If Java had true templates like C++ from the beginning, this
would be a no-brainer.

- Paul
 
P

Paul J. Lucas

Dale King said:
Paul J. Lucas wrote:

And I again ask why must it be garbage collected at that point? Isn't it
sufficient that the non-memory resources get freed (by calling a method
on the object) at that point?

Fine: guarantee that as soon as foo goes out of scope, its
finalizer will be called. Whether or not the memory is
reclaimed is irrelevant.
And there is a way to do that with the try finally and as I mentioned C# has
a cleaner syntactic sugar for that.

Except we're talking about Java.

- Paul
 
C

Chris Smith

Paul J. Lucas said:
Fine: guarantee that as soon as foo goes out of scope, its
finalizer will be called. Whether or not the memory is
reclaimed is irrelevant.

That's a more reasonable feature request, then, from a technical
standpoint. I can definitely see a good reason to include it. I'd like
to see -- for example -- a keyword "auto", such that:

{
auto MyObject obj = <expression>;
...
}

is equivalent to:

{
final MyObject obj = <expression>;
try
{
...
}
finally
{
obj.close();
}
}

Using finalize() for this just feels wrong... but perhaps because using
finalize() at ALL just feels wrong in Java.

--
www.designacourse.com
The Easiest Way To Train Anyone... Anywhere.

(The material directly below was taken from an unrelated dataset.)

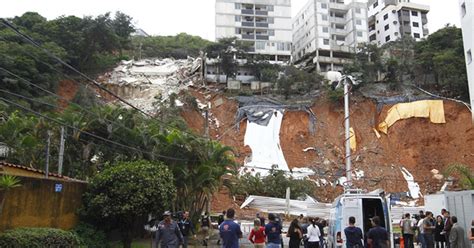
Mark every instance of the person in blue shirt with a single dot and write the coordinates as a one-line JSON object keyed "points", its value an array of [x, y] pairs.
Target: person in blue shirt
{"points": [[230, 231], [273, 232], [353, 234]]}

Chris Smith - Lead Software Developer/Technical Trainer
MindIQ Corporation
 
T

Thomas Hawtin

Paul said:
It depends. If the error propagates by a simple return code,
then what happens is whatever the author of the destructor says
happens. The author can ignore it, log it, set a flag
somplace, or die... just don't throw an exception.

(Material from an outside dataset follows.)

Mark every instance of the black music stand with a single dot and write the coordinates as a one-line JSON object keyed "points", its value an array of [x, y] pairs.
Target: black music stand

So no exceptions from errors discovered in the destructor, then.
Your point?

The destructor of ostream will "remain silent" even if there is an error
closing the stream.

Tom Hawtin
 
T

Tim Tyler

Paul J. Lucas said:
They could at least be *guaranteed* to be called before JVM
termination, something even finalizers aren't guaranteed to do
(and runFinalizersOnExit() is deprecated because it's broken --
well, *fix* it).

Sun claim it it *inherently* broken:

``runFinalizersOnExit(boolean value)
Deprecated. This method is inherently unsafe. It may result in
finalizers being called on live objects while other threads are
concurrently manipulating those objects, resulting in erratic
behavior or deadlock.''

- http://java.sun.com/j2se/1.5.0/docs/api/java/lang/Runtime.html
 
T

Tim Tyler

Paul J. Lucas said:
Newbie confusion isn't my concern and reduction of it shouldn't
be the guiding principle of a programming language.

It's important. Programming languages should be easy to learn -
otherwise nobody will bother to learn them - and without a steady
influx of newbies, programming languages die off.

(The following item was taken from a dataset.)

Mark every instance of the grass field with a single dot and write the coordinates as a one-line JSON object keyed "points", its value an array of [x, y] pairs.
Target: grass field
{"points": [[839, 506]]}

IMO, Java doesn't score very well on this front any more. It's a large
rambling beast, with a language spec that is now reaching biblical
proportions.
 
T

Tim Tyler

Paul J. Lucas said:
Fine. Rather than have a special kind of reference, have a
special kind of class:

public counted class MyClass {
// ...
}

Then the JVM knows exactly which classes are reference counted.
Any class derived from a counted class is also counted.

Reference counting is not used because it doesn't work very well.

Circular references cause objects to never be disposed of.

Additionally, there are memory costs and maintenance costs associated
with the references.

If the proposed benefit is having more deterministic destruction of
resources, that has to be weighed against the fact that reference
counting doesn't actually work very well.
 
T

Tim Tyler

Chris Uppal said:
Dale King wrote:

I believe that reference counting (in a sufficiently sophisticated
implementation) is feasible and may even bring overall performance
benefits as heap sizes grow and grow.

``Reference counting is nearly always very much slower than other garbage
collection techniques, because of the need to update reference counts
whenever a reference is changed, rather than only following references
during garbage collection. Reference counting also requires some space
in each object.''

- http://en.wikipedia.org/wiki/Garbage_collection_(computer_science)

IMO, the biggest problem with reference counting is not performance -
it's that it doesn't deal with circular references - resulting in
accumulating memory leaks. If you use it, you *still* have to do
something like mark-and-sweep, to clean up after it.